Di akhir sambutannya, Ibas mengajak untuk menjaga asa, terus maju, dan berkarya. "Akhirnya teman-teman yang cerdas dan kreatif. Mari jaga asa kita untuk terus maju, berkarya, demi menjaga warisan intelektual bangsa. Semoga diskusi ini menjadi penyemangat dan sebagai landasan kita semua dalam merancang kebijakan yang lebih progresif, inklusif dan berkelanjutan," ungkapnya.
"Membaca dan menulis bukan hanya ekspresi diri tapi merupakan bagian dari memajukan Ibu Pertiwi. Teruslah membaca dan menulis. Berbagi cerita dan menginspirasi," lanjut Ibas.
Senada, penulis novel sekaligus peserta acara Meisya Sallwa berharap agar pemerintah dapat bergerak bersama memberikan efek jera pada tindakan plagiarism.
"Banyak sekali buku diplagiat, tapi tidak ada tindakan yang memberikan efek jera. Sebagai penulis banyak efek buruk, tidak hanya berdampak pada penulis tapi seluruh industri penulisan yang dirugikan. Semoga pemerintah bergerak bersama membuat kebijakan yang memberikan efek jera pada plagiarism.

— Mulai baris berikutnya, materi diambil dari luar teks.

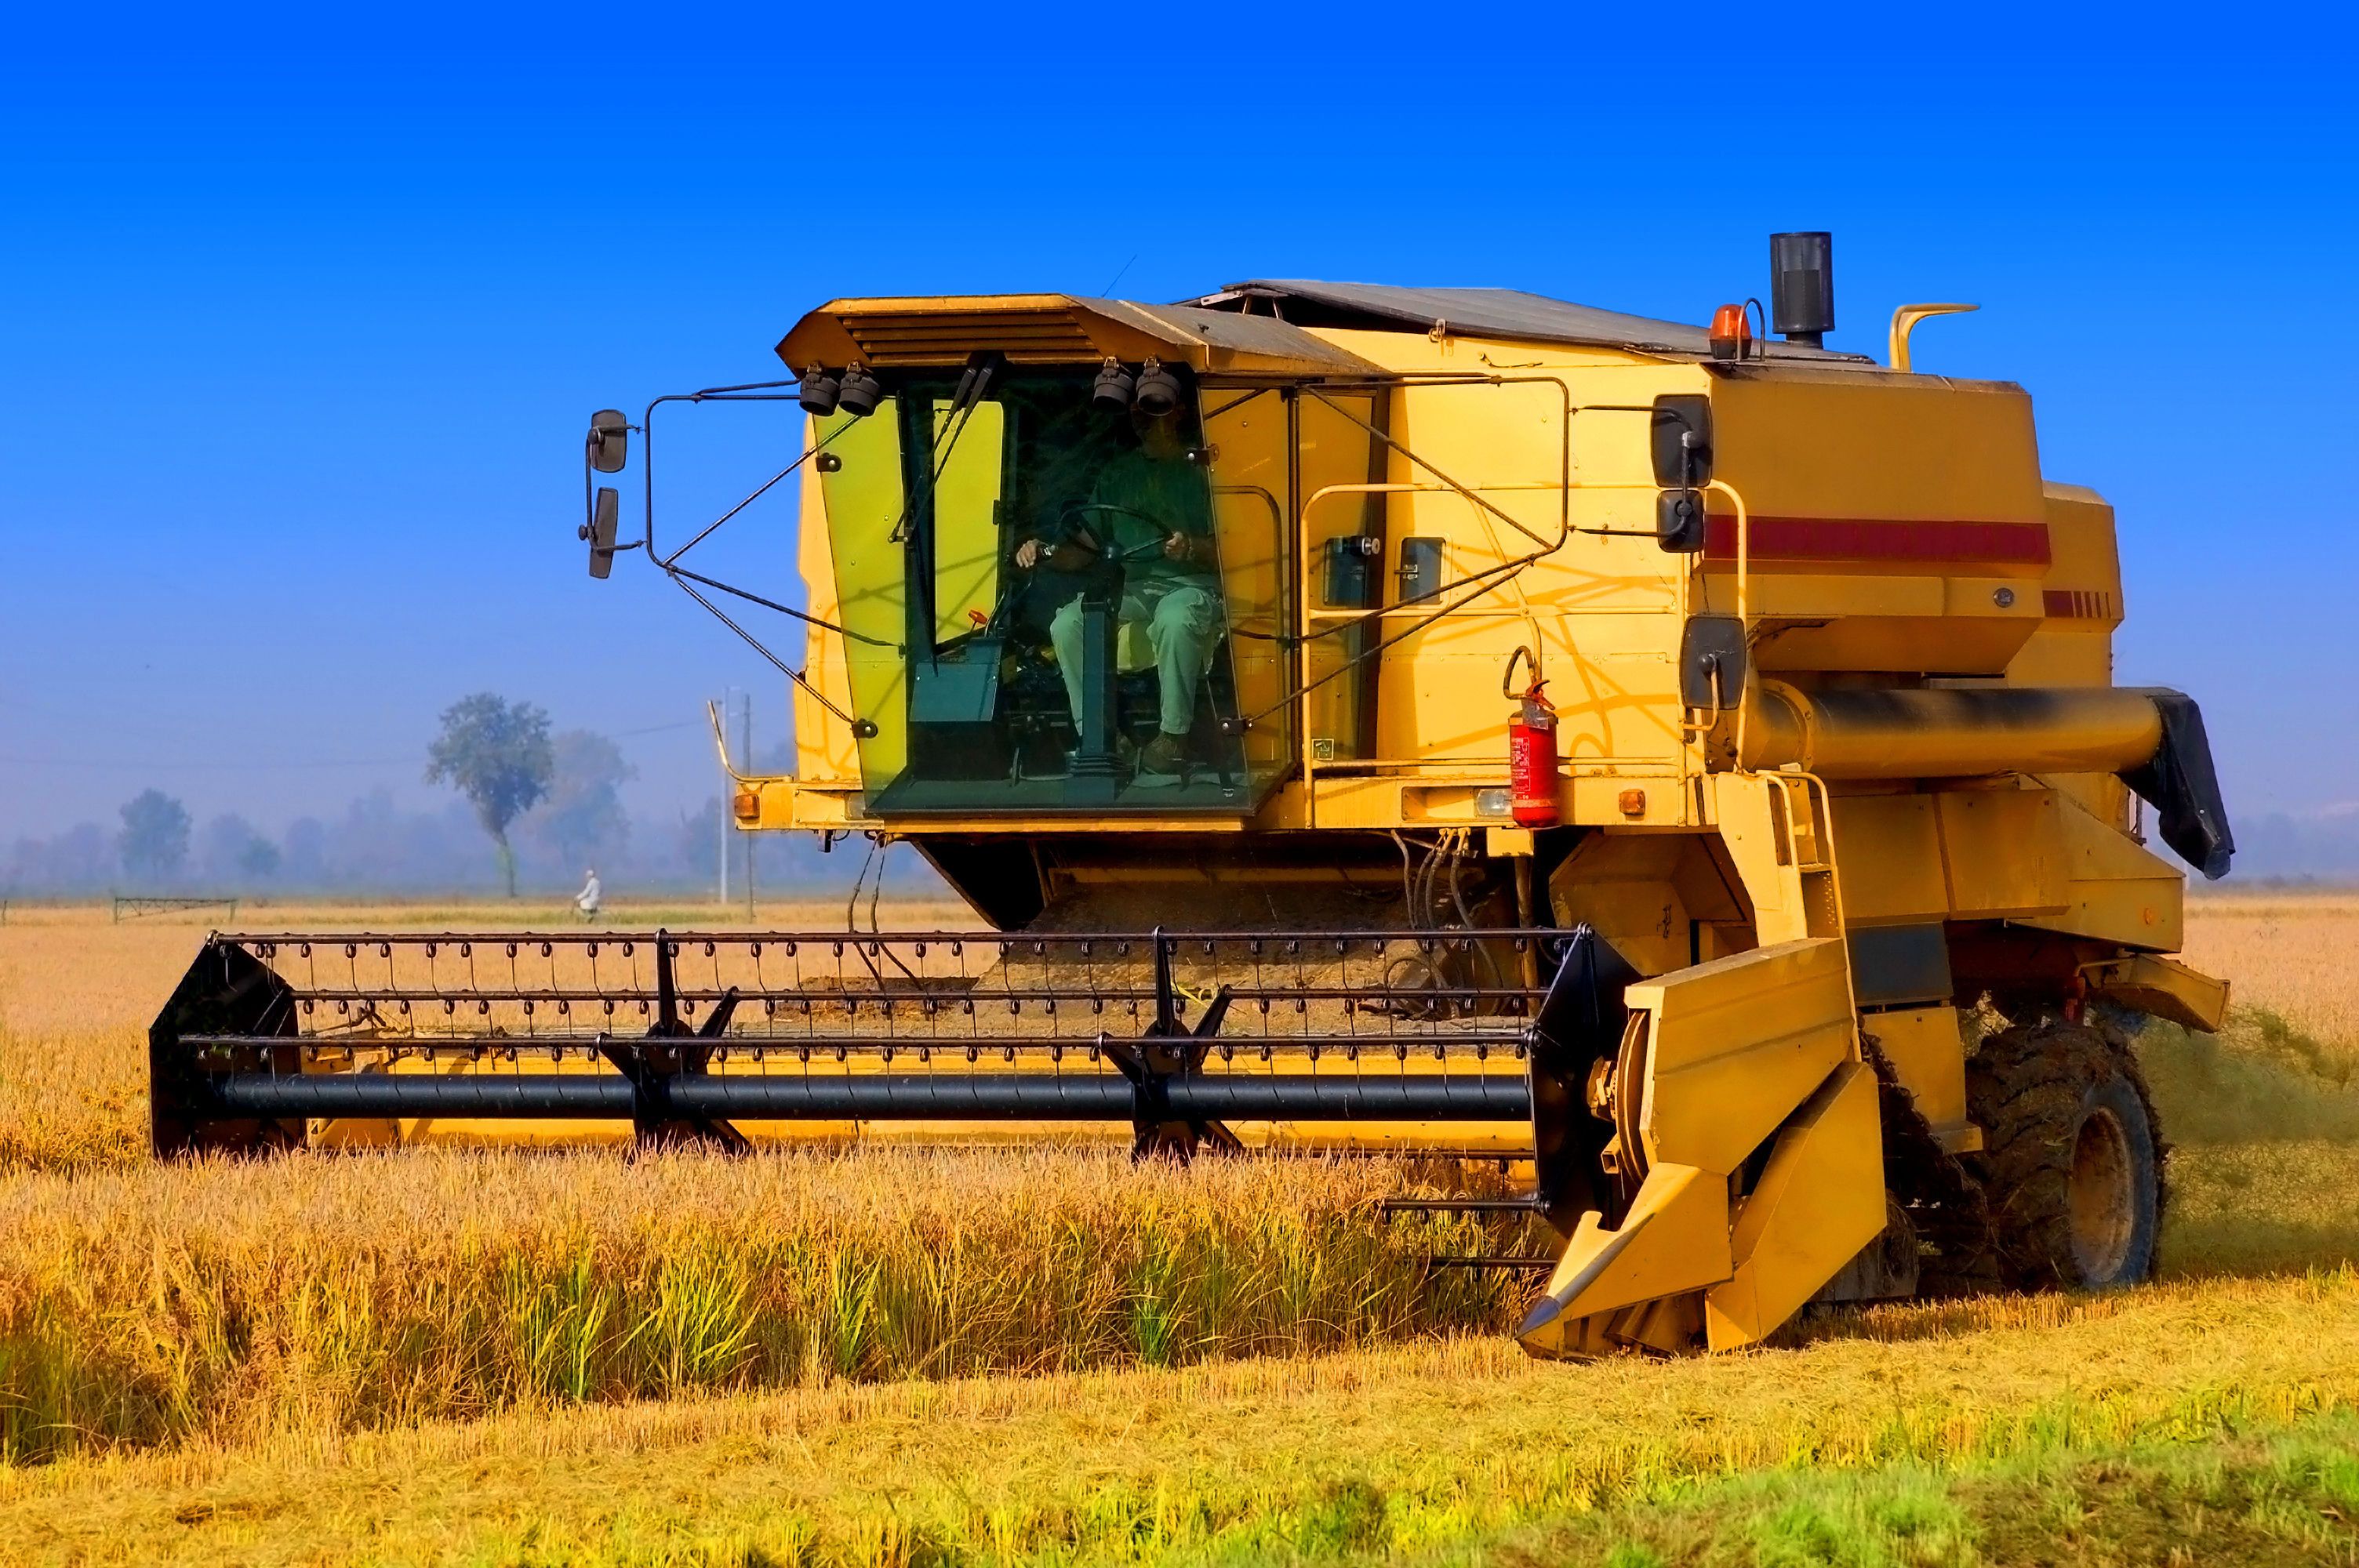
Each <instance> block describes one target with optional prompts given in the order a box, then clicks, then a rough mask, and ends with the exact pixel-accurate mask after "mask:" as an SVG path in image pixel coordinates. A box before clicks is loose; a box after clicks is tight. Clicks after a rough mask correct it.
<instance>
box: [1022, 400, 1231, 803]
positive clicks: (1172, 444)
mask: <svg viewBox="0 0 2359 1568" xmlns="http://www.w3.org/2000/svg"><path fill="white" fill-rule="evenodd" d="M1130 424H1132V429H1137V431H1139V446H1137V448H1135V450H1125V453H1123V455H1118V457H1116V460H1113V462H1109V465H1106V467H1104V469H1102V472H1099V476H1097V486H1095V488H1092V490H1090V502H1087V505H1085V507H1078V516H1076V519H1073V521H1076V526H1073V531H1071V535H1069V538H1066V540H1064V542H1057V545H1043V542H1040V540H1024V542H1021V545H1017V566H1019V568H1021V571H1031V568H1033V566H1036V564H1040V561H1043V559H1045V561H1047V564H1050V566H1052V568H1057V571H1087V568H1090V566H1092V564H1095V561H1121V566H1123V601H1121V606H1118V608H1116V620H1118V625H1121V627H1123V630H1137V632H1144V637H1146V646H1149V648H1151V651H1154V660H1156V681H1158V698H1161V714H1158V719H1161V722H1158V733H1156V738H1154V740H1149V743H1146V747H1144V750H1142V752H1139V762H1137V783H1177V780H1179V778H1182V769H1184V759H1187V733H1189V729H1194V724H1196V686H1198V684H1201V681H1203V672H1205V667H1208V665H1210V663H1213V644H1215V639H1217V637H1220V561H1217V554H1215V549H1213V516H1210V490H1208V486H1205V479H1203V474H1201V472H1198V469H1196V465H1191V462H1189V460H1187V439H1184V436H1182V431H1179V410H1177V408H1175V410H1170V413H1165V415H1149V413H1142V410H1137V408H1132V410H1130ZM1080 599H1083V597H1080V594H1073V599H1071V601H1066V604H1064V606H1062V608H1059V611H1057V613H1054V618H1050V627H1047V634H1050V641H1052V644H1054V646H1057V667H1059V670H1062V672H1064V693H1066V700H1069V703H1071V707H1073V726H1076V729H1080V660H1083V646H1080Z"/></svg>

Bisa diberikan langkah konkret untuk disosialisasikan lebih luas lagi," pungkasnya.
Sebagai informasi, acara ini turut dihadiri beberapa peserta yang merupakan penulis perempuan, di antaranya Meisya Sallwa, Grace Reinda, Fayanna Allisha, Nadzira Shafa Askar, Erisca Febriani, dan lain sebagainya. Hadir pula Anggota FPD DPR RI Sabam Sinaga, Raja Faisal Manganju Sitorus, dan Faujia Helga Br. Tampubolon.